The Larousse dictionary for 11- to 15-year-old students contained the same phrase as that discovered by an anti-racism body in three revision books, the company told AFP.
The entry in French reads: “In October 2023, following the death of more than 1,200 Jewish settlers in a series of Hamas attacks, Israel decided to tighten its economic blockade and invade a large part of the Gaza Strip, triggering a major humanitarian crisis in the region.”
The worst attack in Israeli history saw militants from the Palestinian Islamist group kill around 1,200 people in settlements close to the Gaza Strip and at a music festival.
“Jewish settlers” is a term used to describe Israelis living on illegally occupied Palestinian land.
The four books, which were immediately withdrawn from sale, are subject to a recall procedure and will be destroyed, Hachette said, promising a “thorough review of its textbooks, educational materials and dictionaries.”
France’s leading publishing group, which came under the control of the ultra-conservative Vincent Bollore at the end of 2023, has begun an internal inquiry “to determine how such an error was made.”
It promised to put in place “a new, strengthened verification process for all its future publications” in these series.
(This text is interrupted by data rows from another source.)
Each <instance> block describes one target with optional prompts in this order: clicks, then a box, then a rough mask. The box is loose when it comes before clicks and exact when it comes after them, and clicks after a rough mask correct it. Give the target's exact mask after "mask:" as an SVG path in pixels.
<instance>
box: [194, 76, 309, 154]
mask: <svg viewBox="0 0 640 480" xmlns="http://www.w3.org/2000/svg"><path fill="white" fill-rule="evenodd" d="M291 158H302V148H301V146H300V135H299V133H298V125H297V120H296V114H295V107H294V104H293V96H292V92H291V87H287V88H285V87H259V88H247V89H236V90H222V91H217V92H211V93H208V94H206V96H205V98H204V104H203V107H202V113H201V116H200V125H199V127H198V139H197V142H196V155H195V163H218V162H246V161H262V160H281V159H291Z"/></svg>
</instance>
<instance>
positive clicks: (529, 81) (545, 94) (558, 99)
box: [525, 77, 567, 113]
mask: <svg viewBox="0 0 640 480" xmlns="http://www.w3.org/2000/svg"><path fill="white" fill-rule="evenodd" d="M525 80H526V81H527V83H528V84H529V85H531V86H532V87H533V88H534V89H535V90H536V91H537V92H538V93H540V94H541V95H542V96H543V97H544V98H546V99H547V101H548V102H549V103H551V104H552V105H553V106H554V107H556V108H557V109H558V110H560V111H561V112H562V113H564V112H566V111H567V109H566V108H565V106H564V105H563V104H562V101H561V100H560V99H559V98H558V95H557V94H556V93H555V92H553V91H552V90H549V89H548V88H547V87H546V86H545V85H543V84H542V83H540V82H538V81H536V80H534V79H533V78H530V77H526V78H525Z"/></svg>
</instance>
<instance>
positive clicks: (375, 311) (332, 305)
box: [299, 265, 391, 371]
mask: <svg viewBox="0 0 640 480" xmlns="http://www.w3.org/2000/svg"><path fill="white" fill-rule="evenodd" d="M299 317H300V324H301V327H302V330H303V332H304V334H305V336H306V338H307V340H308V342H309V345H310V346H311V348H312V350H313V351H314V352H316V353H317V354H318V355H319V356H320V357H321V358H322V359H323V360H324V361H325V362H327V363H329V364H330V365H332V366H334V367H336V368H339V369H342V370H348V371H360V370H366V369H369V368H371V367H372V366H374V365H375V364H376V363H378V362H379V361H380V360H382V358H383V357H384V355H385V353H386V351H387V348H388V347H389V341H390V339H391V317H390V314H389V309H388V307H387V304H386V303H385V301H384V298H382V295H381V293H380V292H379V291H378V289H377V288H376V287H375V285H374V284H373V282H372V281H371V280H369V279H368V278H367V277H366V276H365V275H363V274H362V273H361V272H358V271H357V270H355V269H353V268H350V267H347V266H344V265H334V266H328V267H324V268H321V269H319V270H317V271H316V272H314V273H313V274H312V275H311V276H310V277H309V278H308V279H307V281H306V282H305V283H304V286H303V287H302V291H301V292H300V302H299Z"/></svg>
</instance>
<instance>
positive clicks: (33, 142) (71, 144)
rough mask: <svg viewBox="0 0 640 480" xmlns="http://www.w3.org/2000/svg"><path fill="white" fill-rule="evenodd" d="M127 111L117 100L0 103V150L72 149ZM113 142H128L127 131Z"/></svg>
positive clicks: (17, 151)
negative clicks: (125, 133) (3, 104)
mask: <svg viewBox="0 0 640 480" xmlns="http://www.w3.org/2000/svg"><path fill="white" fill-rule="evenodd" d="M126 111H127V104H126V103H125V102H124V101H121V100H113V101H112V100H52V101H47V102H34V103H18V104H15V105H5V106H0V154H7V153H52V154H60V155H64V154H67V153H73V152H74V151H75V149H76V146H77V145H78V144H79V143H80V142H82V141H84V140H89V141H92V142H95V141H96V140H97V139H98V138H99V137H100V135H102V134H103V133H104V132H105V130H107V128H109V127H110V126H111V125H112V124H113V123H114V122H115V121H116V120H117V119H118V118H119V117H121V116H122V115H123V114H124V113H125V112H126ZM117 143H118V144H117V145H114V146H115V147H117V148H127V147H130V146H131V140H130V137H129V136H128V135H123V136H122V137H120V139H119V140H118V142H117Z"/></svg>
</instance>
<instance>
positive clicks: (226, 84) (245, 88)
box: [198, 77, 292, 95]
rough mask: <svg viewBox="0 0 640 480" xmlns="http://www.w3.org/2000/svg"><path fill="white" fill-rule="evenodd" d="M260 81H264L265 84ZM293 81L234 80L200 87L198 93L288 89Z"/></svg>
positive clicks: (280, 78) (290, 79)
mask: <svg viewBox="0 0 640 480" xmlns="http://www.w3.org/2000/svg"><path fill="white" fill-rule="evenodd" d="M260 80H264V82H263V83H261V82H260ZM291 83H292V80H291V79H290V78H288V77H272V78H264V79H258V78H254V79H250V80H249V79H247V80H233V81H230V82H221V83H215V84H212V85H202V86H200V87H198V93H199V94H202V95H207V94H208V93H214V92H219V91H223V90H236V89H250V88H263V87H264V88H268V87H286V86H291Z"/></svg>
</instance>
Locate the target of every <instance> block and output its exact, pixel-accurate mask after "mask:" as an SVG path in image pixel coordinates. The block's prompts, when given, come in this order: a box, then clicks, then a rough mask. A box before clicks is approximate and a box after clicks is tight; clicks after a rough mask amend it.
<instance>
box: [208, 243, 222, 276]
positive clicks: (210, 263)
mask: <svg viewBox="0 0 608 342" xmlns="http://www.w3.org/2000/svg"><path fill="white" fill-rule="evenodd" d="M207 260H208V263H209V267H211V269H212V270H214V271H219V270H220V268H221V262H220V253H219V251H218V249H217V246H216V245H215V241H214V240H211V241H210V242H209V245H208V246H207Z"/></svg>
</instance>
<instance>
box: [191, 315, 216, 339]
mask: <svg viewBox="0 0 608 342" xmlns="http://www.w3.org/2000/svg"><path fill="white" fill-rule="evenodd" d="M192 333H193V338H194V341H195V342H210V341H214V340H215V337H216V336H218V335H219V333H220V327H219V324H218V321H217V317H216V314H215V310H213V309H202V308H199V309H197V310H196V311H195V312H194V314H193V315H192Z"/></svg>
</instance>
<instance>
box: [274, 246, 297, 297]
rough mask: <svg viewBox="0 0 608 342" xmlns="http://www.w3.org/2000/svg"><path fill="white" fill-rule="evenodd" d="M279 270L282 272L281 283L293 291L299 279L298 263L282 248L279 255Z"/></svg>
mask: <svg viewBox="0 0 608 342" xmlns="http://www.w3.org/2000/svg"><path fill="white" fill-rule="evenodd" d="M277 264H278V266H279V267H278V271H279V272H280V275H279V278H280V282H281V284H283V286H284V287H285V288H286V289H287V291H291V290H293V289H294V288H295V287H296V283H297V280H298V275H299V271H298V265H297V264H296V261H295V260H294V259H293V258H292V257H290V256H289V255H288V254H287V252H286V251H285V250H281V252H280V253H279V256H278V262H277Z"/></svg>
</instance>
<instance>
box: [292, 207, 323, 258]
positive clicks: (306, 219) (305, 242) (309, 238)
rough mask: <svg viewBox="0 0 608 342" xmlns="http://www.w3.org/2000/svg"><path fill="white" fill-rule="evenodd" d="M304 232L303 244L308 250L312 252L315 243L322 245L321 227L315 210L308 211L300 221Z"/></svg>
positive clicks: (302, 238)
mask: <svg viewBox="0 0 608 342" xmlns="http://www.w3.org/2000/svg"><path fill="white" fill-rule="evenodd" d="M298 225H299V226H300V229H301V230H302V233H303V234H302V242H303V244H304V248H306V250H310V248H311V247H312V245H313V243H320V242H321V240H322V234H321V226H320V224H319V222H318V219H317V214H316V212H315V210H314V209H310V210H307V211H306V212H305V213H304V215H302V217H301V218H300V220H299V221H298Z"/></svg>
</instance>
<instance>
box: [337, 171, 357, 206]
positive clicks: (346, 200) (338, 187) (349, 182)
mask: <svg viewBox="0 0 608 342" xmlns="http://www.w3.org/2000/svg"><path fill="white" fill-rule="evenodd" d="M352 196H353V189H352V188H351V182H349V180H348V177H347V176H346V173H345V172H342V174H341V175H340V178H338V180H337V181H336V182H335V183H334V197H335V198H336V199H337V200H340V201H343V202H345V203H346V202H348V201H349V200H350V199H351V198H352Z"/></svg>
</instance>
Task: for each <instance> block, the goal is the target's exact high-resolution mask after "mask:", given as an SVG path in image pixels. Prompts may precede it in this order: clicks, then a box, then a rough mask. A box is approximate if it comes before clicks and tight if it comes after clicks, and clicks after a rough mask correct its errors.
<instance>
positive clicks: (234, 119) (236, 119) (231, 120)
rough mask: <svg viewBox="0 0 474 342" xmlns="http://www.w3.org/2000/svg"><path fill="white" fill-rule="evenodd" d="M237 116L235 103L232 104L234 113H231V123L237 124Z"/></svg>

President Emmanuel Macron on Wednesday said that it was “intolerable” that the revision books for the French school leavers’ exam, the baccalaureat, “falsify the facts” about the “terrorist and antisemitic attacks by Hamas.”
“Revisionism has no place in the Republic,” he wrote on X.
Hamas’s October 7, 2023 attack on Israel resulted in the deaths of 1,221 people, with 251 people taken hostage, according to an AFP tally based on official Israeli figures.
Authorities in Gaza estimate that more than 70,000 people have been killed by Israeli forces during their bombardment of the territory since, while nearly 80 percent of buildings have been destroyed or damaged, according to UN data.
Israeli forces have killed at least 447 Palestinians in Gaza since a ceasefire took effect in October, according to the Hamas-run health ministry.